If you make this Pan Seared Cod in a White Wine Tomato Basil Sauce dish, I'd love to hear from you and learn how it went. Leave a rating and a comment down below and let me know how it turns out! Your feedback means a lot
Pan Seared Cod in a White Wine Tomato Basil Sauce
Ingredients
- 1-1½ lb cod, 1-inch thick pieces
- ½ cup all-purpose flour
- ¼ teaspoon salt
- 2 tablespoon extra virgin olive oil + extra as needed
- 1 tablespoon butter
- 3 cloves garlic, minced
- 1 shallot minced
- ½ cup dry white wine
- 1½ lbs cherry tomatoes, sliced in half
- 2 tablespoon minced basil
Instructions
- Rinse the cod and pat dry with a paper towel. Cut into large 3-5 inch length pieces, depending on how much room you have in your pan.
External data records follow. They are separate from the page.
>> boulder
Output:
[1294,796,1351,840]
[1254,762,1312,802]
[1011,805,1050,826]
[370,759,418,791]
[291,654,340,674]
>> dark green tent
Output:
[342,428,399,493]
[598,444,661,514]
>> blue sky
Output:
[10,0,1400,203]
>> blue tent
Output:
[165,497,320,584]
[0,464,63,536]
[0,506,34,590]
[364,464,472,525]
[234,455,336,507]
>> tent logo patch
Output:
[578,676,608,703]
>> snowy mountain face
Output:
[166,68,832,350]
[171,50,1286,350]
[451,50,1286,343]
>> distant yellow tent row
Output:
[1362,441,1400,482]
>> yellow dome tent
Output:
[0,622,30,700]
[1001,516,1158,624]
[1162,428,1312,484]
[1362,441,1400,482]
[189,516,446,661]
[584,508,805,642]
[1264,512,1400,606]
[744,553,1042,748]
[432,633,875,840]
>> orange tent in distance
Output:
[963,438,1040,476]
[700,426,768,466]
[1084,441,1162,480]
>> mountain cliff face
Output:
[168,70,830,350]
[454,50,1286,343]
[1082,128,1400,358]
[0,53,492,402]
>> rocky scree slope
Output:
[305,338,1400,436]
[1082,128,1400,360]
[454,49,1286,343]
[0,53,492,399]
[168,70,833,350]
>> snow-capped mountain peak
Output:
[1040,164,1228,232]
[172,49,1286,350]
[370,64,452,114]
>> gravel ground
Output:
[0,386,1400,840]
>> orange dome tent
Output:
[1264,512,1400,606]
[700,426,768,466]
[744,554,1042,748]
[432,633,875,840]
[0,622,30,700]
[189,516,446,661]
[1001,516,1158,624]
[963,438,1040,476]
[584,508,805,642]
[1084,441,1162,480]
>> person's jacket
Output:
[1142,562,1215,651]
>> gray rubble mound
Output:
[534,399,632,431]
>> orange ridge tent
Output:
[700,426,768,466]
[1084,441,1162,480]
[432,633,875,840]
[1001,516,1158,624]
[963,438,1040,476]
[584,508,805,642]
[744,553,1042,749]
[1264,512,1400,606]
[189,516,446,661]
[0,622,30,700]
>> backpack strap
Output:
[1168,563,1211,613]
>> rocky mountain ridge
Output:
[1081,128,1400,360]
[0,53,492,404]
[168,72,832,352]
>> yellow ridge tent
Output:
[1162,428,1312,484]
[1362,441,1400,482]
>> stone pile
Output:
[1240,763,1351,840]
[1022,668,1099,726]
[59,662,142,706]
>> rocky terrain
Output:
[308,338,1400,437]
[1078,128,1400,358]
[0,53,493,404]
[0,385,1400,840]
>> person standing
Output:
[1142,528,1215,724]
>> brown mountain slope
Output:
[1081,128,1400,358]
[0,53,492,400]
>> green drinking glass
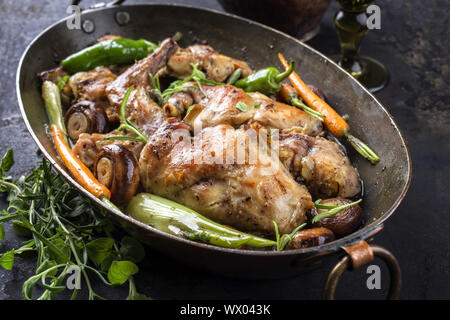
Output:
[334,0,389,92]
- Add the flour and salt to a shallow baking dish and stir to combine. Coat the cod pieces in the flour.
- Bring a large sauté pan to medium heat. Add the olive oil and butter and allow to heat through. Once the pan and the oil/butter are hot, add the cod to the pan. Cook for 3-4 minutes undisturbed until brown and crispy. Carefully flip over, and cook for another 3-4 minutes.Do not over crowd the pan. Cook in batches if necessary. Crowding the pan will lead to steamed cod, rather than pan seared crispy cod.
- Remove and set aside on a cookie/drying rack. This will keep both sides crispy.
- Reduce the heat slightly (4 on a scale of 10). Add another tablespoon of olive oil and the garlic. Sauté for 1-2 minutes.
- Add the shallot and sauté, stirring occasionally for 3-5 minutes. Add the white wine and allow to simmer and cook off for about 5 minutes.
- Add the cherry tomatoes and toss to coat. Cover and let simmer, stirring occasionally, for 10 minutes until the tomatoes soften and begin to release their juices. Add the basil and stir.
- Add the cod back to the pan and allow to warm through for 1 minute. Or serve the cod and the sauce separately.